Repressed memories are those that, in Freudian terms, are blocked from consciousness because of their threatening or anxiety-provoking nature. Freud theorized and wrote about repressed memory in the early part of the 20th century. In the last two decades of the 20th century, media sources such as self-help books introduced the notion of repressed memory to the general public. Subsequently, the topic was sensationalized by the media, and many people became convinced that this phenomenon was common (APA, 1995). By the late 1990s and early 2000s, prestigious organizations (such as the American Psychiatric Association) were warning about the problems of false memories being created in therapy, and individuals who had been led to recover false memories in therapy were successfully suing their therapists; public attitude began to change toward recovered memory therapy (Loftus, 2003a).

Before this attitude shift began, however, the notion of repressed and recovered memories in cases of childhood sexual abuse led to one of the most heated controversies in the history of psychology. The debate was not over the existence of CSA; all concerned agreed that CSA occurs all too frequently. (The percentages of adult survivors of CSA in the United States have been estimated at 20 percent of women and 5 to 10 percent of men; Finkelhor & Dzuiba-Leatherman, 1994). The debate was over whether or not traumatic memories could, in fact, be repressed and then recovered years later with no recall in between—that is, could traumatic memories differ so dramatically from nontraumatic memories that they did not conform to the typical forgetting curve? There also was the concern that memories of CSA could be created through suggestion (either in therapy or in the form of self-help books and checklists), and that if false memories were created and then recanted, real survivors of CSA might not be believed (Madill & Holch, 2004). Efforts at helping individuals recover ostensibly repressed memories of CSA led, in some cases, to false-memory reports and subsequent accusations (and sometimes criminal proceedings) against alleged abusers. Controversy raged not only over potentially unethical therapeutic practices but also over whether “[u]ncritical acceptance of every trauma memory report [could] harm the false victims and, also sadly, trivialize the experiences of the true victims [of CSA]” (Loftus, 2003b, p. 871).

Although it is impossible to conduct experimental research on memories of CSA due to ethical constraints, psychological methods have contributed greatly to our understanding of how people remember, how they forget, and how they may come to believe things that never happened. There is no empirical evidence from survey research or experiments on non-CSA memories that traumatic memories differ in any substantial way from nontraumatic memories or that memories can be repressed (Porter et al., 2003). There are case reports indicating that it is possible that people can sometimes recall things in adulthood that had not been thought of for years (Lynn et al., 2003), and these memories are not necessarily false.

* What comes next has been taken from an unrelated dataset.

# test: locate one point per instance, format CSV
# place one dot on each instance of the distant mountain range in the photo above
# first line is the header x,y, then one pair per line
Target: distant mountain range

However, suggestion can lead to false memories and these memories can be expressed with a great deal of confidence, detail, and emotion (Loftus, 2003b)—that is, rich false memories can seem and feel as real as true memories (Loftus & Bernstein, 2005).

Human memory is a reconstructive process; it is malleable and sometimes misleading (Loftus & Bernstein, 2005). Psychologists who have conducted applied memory research have an obligation to dispel common myths of memory and to help reduce social problems associated with the misleading aspects of human memory. Loftus and Bernstein advocate education of three groups of individuals in order to accomplish these goals: education of the general public so that people are less susceptible to the creation of false memories, education of police and other investigators about the power they have to influence memory, and education of clinicians that the use of techniques such as guided imagery to assist clients in getting in touch with so-called repressed memories may be helping them to create, rather than remember, a past (Loftus & Bernstein, 2005).